Le couple avoue : « On passe pour des fous de passer en bio avec la conjoncture actuelle. Mais en 2020 lorsqu’on a sauté le pas, Danone recherchait des éleveurs bio ce qui nous a motivé. La laiterie a depuis changé de cap, mais nous avons signé un contrat pour 5 ans qui nous sécurise. On verra après si le marché se reprend… »

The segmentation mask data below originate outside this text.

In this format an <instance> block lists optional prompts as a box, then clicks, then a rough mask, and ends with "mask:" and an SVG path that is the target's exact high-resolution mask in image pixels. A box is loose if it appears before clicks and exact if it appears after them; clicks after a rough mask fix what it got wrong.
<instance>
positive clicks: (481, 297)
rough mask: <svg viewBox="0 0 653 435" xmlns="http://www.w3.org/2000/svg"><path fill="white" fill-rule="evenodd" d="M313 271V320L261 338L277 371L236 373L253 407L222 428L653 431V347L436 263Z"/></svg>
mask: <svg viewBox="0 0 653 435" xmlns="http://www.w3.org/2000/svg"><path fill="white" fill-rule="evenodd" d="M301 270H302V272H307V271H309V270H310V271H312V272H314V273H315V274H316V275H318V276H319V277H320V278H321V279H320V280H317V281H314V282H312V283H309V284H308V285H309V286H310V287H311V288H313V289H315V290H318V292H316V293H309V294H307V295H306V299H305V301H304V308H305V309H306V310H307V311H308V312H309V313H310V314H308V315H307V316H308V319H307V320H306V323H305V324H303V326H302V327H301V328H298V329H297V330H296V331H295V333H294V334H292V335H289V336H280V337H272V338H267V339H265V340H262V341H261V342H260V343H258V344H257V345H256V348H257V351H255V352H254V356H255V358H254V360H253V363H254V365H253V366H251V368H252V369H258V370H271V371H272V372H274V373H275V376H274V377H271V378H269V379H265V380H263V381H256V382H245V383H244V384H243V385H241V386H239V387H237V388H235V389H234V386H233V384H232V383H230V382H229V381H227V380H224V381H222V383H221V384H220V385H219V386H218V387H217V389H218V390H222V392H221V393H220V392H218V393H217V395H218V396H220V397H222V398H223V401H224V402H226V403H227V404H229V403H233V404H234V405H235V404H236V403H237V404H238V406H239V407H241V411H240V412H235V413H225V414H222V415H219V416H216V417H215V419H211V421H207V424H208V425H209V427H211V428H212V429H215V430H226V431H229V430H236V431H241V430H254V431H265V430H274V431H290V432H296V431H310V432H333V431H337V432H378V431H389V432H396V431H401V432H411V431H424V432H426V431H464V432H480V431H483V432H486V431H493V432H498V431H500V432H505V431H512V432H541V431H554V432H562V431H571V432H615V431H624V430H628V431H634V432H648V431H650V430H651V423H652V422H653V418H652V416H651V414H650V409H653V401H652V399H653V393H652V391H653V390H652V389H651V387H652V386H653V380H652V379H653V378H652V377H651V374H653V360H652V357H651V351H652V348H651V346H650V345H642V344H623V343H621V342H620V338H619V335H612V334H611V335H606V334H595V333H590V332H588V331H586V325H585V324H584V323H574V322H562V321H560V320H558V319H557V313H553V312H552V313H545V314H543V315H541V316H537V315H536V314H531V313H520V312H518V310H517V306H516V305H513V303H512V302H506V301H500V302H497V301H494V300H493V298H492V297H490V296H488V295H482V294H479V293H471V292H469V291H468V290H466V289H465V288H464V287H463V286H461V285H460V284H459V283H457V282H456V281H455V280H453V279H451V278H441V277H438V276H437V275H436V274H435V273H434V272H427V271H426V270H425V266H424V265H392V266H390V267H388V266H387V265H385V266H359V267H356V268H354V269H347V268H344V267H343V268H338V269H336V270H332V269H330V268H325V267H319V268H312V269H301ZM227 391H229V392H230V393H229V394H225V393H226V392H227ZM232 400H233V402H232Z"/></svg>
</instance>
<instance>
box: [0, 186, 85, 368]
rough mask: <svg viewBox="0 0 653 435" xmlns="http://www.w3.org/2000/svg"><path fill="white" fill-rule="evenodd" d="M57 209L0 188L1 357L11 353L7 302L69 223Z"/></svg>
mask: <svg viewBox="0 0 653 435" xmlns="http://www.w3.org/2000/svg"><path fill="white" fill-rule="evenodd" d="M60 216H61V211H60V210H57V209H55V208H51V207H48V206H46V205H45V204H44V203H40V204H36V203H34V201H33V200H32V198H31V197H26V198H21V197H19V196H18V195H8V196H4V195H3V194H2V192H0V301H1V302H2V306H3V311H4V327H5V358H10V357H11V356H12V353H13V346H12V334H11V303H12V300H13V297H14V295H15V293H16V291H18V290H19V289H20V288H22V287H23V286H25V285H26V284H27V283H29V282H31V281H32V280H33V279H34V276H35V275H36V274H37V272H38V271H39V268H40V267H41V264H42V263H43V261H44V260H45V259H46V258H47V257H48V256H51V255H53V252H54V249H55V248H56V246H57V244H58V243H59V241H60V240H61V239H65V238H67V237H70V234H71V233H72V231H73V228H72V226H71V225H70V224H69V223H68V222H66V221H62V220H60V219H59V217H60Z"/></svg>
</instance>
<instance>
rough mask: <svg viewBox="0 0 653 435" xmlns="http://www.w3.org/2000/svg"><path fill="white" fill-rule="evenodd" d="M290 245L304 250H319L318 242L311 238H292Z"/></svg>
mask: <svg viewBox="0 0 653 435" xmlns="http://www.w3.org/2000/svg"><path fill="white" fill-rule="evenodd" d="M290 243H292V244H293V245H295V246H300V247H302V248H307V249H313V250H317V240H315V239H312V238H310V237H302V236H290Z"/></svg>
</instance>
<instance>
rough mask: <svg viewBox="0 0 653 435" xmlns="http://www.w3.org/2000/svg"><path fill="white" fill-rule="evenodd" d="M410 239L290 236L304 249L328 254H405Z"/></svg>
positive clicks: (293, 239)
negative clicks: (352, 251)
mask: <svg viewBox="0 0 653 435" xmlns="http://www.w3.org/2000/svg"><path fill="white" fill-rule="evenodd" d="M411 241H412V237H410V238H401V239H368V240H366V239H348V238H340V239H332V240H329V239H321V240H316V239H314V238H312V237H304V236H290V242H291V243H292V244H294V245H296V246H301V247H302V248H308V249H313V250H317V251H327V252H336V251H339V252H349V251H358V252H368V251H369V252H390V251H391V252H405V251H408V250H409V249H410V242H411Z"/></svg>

Le prochain projet concerne l’installation d’un séchoir à plat à énergie solaire. L’objectif : faire moins d’ensilage et mieux valoriser les fourrages en sec, notamment ceux comportant des légumineuses comme la luzerne. « L’ambition est aussi d’avoir un projet collaboratif avec un séchoir partagé avec d’autres éleveurs du coin qui achètent de la luzerne produite dans d’autres régions. Cela pourrait permettre de créer une dynamique de territoire et inciter les producteurs à cultiver plus de légumineuses. » Amaury constitue actuellement les dossiers pour la création d’un GIEE avec 10 voisins.